We also compare the performance of our model with different code lengths. Taking the CIFAR10 dataset, for instance, the result is shown in Table 3. When a short hash code is used, CPBC is not able to partition the space well, resulting in poor performance. When the hash code length is large enough (e.g. above 30), the MAP of our model is quite stable. Under the condition of a complex dataset, more hash bits will be needed for acceptable performance. It is worth noting that the length of the hash code does not influence the running time.

Table 3. MAP and Runtime (Last Ten epochs) for different length

4.4 Comparison Between CPBC and KBC

As mentioned above, the performance of our method is difficult to guarantee when the hash code length is small (e.g., 10). However, if KBC is used to obtain the centroids, its performance is acceptable even if the hash code length is as small as 10, while CPBC is difficult to separate the Hamming space well. As shown in Table 4, when the hash code length is set to 10, 950 points out of 1024 points in the KBC model are filtered, while the model using CPBC leaves 110 points. The model using KBC performs much better than CPBC, which means that the model using KBC can successfully select several groups with larger distances in Hamming space. However, when the hash code length is large enough, it is recommended to use the CPBC model for simplification.

Table 4. MAP@5000 for CPBC and KBC methods

5 Discussion

From the results, our classification method shows superior performance compared to state-of-the-art methods when the labels of the images are known. Also, it can handle large-scale datasets without dealing with pairwise losses, thus speeding up the computation. More importantly, when the classification output is directly transformed into hash codes in NUS-WIDE, this suggests that the classification model may be the key to deep supervised hashing.

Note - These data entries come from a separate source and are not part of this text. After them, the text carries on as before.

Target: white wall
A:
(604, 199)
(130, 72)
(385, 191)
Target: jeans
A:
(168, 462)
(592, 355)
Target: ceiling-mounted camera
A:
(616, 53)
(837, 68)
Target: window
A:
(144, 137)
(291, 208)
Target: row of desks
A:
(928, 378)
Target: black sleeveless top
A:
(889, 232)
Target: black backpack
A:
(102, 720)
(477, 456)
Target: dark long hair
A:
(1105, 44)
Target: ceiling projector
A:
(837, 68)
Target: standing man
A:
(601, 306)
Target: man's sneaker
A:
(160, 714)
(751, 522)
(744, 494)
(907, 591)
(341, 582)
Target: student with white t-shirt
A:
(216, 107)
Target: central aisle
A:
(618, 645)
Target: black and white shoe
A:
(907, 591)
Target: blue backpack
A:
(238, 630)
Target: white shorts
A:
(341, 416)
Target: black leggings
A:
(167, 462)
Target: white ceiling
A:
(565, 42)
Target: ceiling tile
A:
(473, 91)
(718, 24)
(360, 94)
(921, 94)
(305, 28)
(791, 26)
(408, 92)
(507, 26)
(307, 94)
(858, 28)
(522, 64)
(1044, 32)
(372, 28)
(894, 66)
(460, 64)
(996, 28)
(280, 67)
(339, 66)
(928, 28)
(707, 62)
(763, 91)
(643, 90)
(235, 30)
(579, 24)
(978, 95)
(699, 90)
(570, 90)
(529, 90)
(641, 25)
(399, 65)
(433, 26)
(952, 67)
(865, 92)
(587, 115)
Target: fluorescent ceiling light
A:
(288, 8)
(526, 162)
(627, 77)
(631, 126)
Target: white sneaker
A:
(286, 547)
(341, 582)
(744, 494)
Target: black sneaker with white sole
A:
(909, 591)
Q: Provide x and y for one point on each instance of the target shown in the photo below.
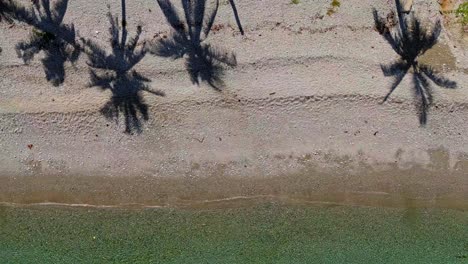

Sometimes, similarity information is the only supervised information. We have two methods to obtain the labels of images. First, if the real model is simple, we can find images that contain only one label and get the exact specific label from the similarity. Second, if the real model is complex, we can construct a similarity graph based on the information and then derive the final labels by graph clustering (e.g., Markov clustering). From the clustering results, we can derive the label for each image. However, the results are limited by the performance of clustering, which is difficult to promise.

6 Conclusion

In this paper, we investigate the relationship between deep supervised hashing and classification problems and find that high-quality hash codes can be generated by deep classification models. We propose a new supervised hashing method named DSHC, which consists of a classification module and a transformation module, and exploits inter-and intra-class heterogeneity. Based on the performance of several benchmark datasets, DSHC proves to be a promising approach. Further research can focus on designing an efficient ANN search algorithm based on hash codes generated by DSHC.